Join us at the inaugural Commerce, Economy, Trade and Public Health conference.
The policies and practices of public and private market actors have significant bearing on the state’s capacity to promote and protect human health and the healthiness of the environments in which people work, live, and play. This conference will focus on the interface between commerce, economics, trade, and public health, and in particular how these priorities and actions can be balanced to improve outcomes equitably within and across societies. Commerce, economy and trade directly touch on many aspects of public health and its regulation, including access to medicines, prevention of non-communicable diseases, political and commercial determinants of health, health security, public procurement, and pandemic preparedness, as well as structuring the broader socioeconomic and political conditions that shape human health and health equity. There is a need to understand the diverse impacts of commerce, economy and trade on health, and to equitably protect and promote health through improved policy coherence. The aim of the conference is to bring together current learnings and build a public health research agenda on market/commercial domains and human health.
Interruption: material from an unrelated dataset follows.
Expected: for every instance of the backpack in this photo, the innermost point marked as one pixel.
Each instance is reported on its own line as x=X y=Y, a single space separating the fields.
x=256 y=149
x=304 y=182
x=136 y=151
Areas of action that will be explored throughout the conference include strengthening governance for health, the interface between health and trade & investment, Indigenous knowledge and perspectives, equity of outcomes, political economy, the role of tax and finance systems, management of conflicts of interest, and redressing power relations within and between the public and private spheres. Contributions relevant to these topics are sought from those involved in public health, social science, political science, law and policy research.
Event Speakers
Keynote speaker: Sharon Friel
Prof Sharon Friel is an ARC Laureate Fellow, Prof of Health Equity and Director of the Australian Research Centre for Health Equity, the School of Regulation & Global Governance (RegNet), Australian National University. She is a Fellow of the Academy of Social Sciences Australia and co-Director of the NHMRC Centre for Research Excellence in the Social Determinants of Health Equity.